Todos os meus colegas faziam contas e mostravam que a maioria da constituinte era conservadora. Até que, quando o centrão entrou, várias coisas foram refeitas. Quanto à direita, queria fundamentalmente garantir o mandato para o Sarney. Ele queria cinco anos de mandato. O centrão foi feito para isso. E esse é um problema da Constituinte: ao mesmo tempo em que foi assembléia constituinte, foi congresso constituinte. Então, ela associava política extraordinária com política ordinária.

Como é que podemos explicar essa desatenção a símbolos e valores? Essa desatenção pelo ponto de vista dos conservadores tem a ver com o fato de que isso foi percebido pelos parlamentares como retórica. Os preâmbulos e direitos fundamentais teriam a ver com a metafísica da Constituição. Pensava-se: “vamos passar rapidamente por isso e vamos ao que interessa: ordem econômica, propriedade, reforma agrária…” Os conservadores, realmente, aí perderam porque o que está no preâmbulo e no capítulo de direitos fundamentais tem precedência hermenêutica sobre tudo o que vem depois. Há um ordenamento disso aí. Parte dos conservadores entendeu o preâmbulo como um pedaço da Constituição, pedaço que não teria automaticamente vigência normativa sobre os demais. Faz muita diferença ter esses mesmos valores ao longo da Constituição ou tê-los separados em preâmbulo e capítulos originários porque eles acabam tendo uma espécie de cobertura hermenêutica sobre a interpretação posterior.
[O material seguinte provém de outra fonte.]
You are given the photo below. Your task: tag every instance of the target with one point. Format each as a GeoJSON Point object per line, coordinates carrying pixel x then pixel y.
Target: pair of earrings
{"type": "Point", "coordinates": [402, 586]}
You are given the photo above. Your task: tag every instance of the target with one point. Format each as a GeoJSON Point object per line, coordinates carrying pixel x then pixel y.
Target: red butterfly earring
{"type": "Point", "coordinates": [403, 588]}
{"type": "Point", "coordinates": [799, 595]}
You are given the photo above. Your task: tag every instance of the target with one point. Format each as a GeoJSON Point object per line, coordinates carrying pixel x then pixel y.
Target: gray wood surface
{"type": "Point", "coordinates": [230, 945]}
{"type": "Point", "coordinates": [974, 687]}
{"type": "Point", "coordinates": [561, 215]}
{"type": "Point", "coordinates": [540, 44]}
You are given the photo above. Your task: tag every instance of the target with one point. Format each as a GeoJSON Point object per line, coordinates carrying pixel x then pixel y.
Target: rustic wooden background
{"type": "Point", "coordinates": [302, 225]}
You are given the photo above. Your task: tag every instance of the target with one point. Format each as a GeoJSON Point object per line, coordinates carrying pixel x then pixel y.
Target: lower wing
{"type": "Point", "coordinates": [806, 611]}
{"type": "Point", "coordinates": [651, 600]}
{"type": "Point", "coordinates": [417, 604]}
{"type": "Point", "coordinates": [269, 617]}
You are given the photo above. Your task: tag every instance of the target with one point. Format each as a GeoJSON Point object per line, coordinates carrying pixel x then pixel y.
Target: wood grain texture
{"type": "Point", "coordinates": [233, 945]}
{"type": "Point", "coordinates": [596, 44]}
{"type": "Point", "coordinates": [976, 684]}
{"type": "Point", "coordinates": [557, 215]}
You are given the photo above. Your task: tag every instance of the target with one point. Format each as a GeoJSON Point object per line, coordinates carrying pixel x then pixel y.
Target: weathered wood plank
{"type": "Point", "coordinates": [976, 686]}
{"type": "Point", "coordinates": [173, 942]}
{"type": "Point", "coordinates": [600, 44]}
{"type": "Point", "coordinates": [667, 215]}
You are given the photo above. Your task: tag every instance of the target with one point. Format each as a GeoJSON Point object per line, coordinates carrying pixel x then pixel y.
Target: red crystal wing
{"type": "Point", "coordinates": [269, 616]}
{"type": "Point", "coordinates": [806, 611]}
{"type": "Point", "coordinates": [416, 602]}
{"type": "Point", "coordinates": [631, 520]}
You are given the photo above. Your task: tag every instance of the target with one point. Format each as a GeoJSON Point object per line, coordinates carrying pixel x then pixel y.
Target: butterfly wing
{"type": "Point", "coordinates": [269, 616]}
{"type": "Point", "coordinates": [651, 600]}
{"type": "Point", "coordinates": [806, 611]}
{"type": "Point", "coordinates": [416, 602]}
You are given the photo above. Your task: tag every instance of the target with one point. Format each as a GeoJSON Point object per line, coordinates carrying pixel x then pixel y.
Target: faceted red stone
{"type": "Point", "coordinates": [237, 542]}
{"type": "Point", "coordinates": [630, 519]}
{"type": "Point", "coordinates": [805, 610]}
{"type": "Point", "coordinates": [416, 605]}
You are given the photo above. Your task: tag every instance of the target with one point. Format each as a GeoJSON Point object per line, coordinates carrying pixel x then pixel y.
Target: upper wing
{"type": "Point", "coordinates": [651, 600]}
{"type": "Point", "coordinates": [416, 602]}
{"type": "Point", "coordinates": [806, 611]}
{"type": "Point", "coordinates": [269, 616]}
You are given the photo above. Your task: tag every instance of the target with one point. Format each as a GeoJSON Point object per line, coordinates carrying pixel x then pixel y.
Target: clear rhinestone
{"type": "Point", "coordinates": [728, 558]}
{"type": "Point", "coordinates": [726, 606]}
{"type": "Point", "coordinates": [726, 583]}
Mas não foram só os conservadores parlamentares que não prestaram atenção a isso. A análise científica da constituinte e da Constituição também tende a considerar isso como símbolos que não têm eficácia, não têm efeito para explicar a vida real. E o que é a vida real? Vida real são os interesses estratégicos que presidiram as interações na assembléia constituinte e os resultados institucionais que daí decorrem para a constituição de parâmetros para que os atores nacionais possam competir no mercado político. Do ponto de vista da ciência política, a análise institucionalista privilegia a Constituição como máquina, como mecanismo e, nesse sentido, ela não teve à altura do que a Constituição significou do ponto de vista dos valores. Isso tem duas implicações. A primeira delas é supor um maquinismo, que tem uma espécie de operação lógica, técnica porque voltada para definição de parâmetros para que nós possamos agir de maneira racional e eficiente. E a segunda coisa, que é complicada, é a idéia de que a Constituição não pode ser interpretada por nenhum modelo teórico de fundamento utilitarista porque ela foi escrita contra uma perspectiva de natureza utilitarista. Ela é contra isso. Ela é um objeto que resiste a qualquer avaliação de natureza de escolha racional ou utilitarista. Ela é explicitamente contrária a isso. A idéia de que “não nos interessa a liberdade negativa” não está na Constituição, mas está nos juristas. Esta não é uma Constituição garantia, não é uma constituição imaginada para preservar direitos positivos. Não se trata de criar regras do jogo para atores que já estão constituídos.